Natural logarithms are a special kind of logarithm which has the base 'e'. This is not just any number but approximately 2.71828, an irrational and transcendental number often used in mathematics, especially in calculus.
In our equation, \(4 \ln x = 3\), the 'ln' stands for a natural logarithm. Whenever you see 'ln', you can understand it as asking "to what power should 'e' be raised to get x?" This is a very handy way to solve exponential growth problems or to simplify them.
Key points about natural logarithms:

• The base is always 'e'.
• It helps to convert multiplication into addition, making complex equations simpler.
• 'ln' shifts an exponential equation into a form that is easier to work with, typically in solving for x.

Understanding these points makes natural logs a useful tool for solving various mathematical equations, especially when dealing with exponential functions.

Exponential functions involve expressions where a constant base is raised to a variable exponent.
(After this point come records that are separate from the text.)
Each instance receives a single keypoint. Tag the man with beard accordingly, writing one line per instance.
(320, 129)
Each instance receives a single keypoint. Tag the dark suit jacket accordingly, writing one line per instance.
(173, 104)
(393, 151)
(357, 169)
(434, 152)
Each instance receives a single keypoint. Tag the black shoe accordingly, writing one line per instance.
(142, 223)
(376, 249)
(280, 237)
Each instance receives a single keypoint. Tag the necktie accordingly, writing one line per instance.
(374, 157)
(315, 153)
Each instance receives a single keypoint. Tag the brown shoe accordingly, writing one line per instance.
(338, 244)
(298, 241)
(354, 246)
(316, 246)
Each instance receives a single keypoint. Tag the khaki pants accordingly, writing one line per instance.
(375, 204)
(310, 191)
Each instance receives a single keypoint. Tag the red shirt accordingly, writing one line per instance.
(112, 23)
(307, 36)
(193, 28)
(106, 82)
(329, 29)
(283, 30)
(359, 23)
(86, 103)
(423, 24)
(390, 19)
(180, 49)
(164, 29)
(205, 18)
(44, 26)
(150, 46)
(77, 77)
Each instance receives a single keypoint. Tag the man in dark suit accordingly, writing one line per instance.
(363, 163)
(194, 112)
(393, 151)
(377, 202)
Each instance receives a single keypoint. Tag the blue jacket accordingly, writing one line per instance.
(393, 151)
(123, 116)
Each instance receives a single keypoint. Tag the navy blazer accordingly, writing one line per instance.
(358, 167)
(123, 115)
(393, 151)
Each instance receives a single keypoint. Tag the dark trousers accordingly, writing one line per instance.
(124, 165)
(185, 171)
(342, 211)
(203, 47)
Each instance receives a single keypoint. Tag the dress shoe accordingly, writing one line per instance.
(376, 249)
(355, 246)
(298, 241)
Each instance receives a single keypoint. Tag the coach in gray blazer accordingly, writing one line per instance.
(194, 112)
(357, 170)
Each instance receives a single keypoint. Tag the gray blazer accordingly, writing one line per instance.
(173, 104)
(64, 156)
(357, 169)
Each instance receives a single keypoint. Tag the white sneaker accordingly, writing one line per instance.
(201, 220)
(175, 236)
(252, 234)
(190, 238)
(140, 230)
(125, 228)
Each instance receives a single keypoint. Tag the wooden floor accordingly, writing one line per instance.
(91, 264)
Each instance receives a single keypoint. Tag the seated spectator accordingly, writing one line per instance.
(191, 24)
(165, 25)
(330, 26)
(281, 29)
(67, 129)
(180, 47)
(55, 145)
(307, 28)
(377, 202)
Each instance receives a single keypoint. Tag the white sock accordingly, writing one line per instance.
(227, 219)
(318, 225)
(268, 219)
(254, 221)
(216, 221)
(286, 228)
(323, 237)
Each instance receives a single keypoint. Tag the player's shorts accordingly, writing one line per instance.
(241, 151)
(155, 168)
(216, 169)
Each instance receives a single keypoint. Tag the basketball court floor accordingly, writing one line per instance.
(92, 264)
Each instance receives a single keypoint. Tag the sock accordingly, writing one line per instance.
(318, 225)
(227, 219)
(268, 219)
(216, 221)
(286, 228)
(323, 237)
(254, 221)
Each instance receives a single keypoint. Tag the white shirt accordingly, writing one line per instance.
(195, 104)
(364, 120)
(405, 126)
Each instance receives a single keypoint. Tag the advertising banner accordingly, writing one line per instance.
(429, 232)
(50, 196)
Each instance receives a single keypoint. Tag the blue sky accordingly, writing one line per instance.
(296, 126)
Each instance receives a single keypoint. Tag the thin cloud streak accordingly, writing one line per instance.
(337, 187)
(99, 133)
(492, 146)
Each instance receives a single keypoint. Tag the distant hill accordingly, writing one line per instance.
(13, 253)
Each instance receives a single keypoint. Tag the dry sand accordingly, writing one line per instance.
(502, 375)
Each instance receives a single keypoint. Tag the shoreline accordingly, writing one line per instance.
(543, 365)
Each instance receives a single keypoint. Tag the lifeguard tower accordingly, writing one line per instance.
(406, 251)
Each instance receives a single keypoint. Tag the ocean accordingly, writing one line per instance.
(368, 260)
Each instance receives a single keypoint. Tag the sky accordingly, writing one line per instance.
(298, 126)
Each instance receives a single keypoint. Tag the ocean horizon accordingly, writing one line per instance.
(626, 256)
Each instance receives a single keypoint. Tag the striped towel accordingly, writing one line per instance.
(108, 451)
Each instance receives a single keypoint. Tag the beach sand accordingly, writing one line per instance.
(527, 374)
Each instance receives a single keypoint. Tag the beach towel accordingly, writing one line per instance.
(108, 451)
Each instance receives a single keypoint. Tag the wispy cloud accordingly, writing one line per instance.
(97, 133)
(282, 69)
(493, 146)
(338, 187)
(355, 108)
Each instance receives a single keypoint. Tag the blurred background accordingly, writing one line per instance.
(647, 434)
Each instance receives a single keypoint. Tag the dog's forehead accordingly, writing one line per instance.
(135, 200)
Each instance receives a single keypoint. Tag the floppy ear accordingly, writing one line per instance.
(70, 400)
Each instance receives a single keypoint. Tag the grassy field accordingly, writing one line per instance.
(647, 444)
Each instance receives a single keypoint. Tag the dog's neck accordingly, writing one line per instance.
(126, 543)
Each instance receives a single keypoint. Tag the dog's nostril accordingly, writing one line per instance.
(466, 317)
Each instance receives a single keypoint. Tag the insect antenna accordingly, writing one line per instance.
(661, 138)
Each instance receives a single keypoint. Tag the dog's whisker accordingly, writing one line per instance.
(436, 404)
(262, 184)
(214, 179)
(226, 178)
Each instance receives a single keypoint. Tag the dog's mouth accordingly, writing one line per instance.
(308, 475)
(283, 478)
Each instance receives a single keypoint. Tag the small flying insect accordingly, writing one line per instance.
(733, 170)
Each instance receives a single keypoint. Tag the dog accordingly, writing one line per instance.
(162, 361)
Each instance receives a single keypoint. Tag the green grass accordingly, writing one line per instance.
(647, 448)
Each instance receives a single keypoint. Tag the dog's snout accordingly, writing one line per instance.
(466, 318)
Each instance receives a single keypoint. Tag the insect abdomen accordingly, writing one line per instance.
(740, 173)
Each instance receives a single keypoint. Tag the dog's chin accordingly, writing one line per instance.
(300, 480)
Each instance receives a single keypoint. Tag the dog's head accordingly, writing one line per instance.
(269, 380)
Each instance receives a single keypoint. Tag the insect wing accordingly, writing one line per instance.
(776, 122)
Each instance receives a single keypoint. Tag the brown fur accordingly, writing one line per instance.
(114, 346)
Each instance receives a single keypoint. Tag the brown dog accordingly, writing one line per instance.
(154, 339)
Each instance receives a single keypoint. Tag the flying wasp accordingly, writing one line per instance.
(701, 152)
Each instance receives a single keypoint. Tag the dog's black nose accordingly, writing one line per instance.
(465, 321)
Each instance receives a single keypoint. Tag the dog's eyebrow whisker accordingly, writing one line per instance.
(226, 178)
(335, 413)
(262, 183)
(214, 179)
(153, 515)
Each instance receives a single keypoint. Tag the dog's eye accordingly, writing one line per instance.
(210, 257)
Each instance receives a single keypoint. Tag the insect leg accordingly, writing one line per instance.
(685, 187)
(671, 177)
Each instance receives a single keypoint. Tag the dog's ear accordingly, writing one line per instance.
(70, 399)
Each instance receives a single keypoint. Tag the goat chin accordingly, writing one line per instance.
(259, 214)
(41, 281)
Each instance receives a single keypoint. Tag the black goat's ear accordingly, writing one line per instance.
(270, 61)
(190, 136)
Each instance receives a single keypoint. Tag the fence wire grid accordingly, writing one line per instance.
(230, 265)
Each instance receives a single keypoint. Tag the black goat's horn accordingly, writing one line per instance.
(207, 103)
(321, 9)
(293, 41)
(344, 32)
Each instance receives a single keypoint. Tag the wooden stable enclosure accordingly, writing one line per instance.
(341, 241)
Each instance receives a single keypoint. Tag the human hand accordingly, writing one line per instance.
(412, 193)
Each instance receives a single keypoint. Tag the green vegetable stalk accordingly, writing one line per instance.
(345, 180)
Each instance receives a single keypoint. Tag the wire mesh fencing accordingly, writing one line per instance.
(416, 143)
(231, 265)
When working with natural logarithms, this base is the number 'e'. In our exercise, we used the property \(\ln x = y\), which implies \(x = e^y\).
This is the reverse operation of taking a logarithm and is crucial for solving equations where the variable is inside the logarithm. The key to unlocking these equations is understanding how to use exponentiation effectively.
Important things about exponential functions:

• The function grows quickly; this is due to the nature of the exponent.
• Used in modeling real-world scenarios like population growth, radioactive decay, and interest calculations.
• The inverse of an exponential function is a logarithmic function.

When you encounter exponential functions in equations, you can often simplify or solve them using the property that switches them back to logarithms, and vice versa. This interplay between exponentials and logarithms is a central theme in algebra.

Rounding is the process of adjusting the numbers to make them easier to work with, especially when you need an approximate value. In mathematics, when dealing with complex numbers, a precise calculation might not be necessary.
For the equation in question, the result after solving the exponential function \(e^{0.75}\) is approximately 2.1170. This result is rounded to four decimal places. Rounding helps to share a comprehensible answer with fewer digits while maintaining reasonable accuracy.
Consider these steps when rounding:

• Identify how many decimal places you need (in this case, four).
• If the next digit beyond your last desired decimal place is 5 or more, round up the last digit. If it is 4 or less, keep it the same.
• Express the number with the adjustments made.

Rounding is used frequently in mathematics and helps especially in cases where calculations are performed by hand or when an exact answer is not required.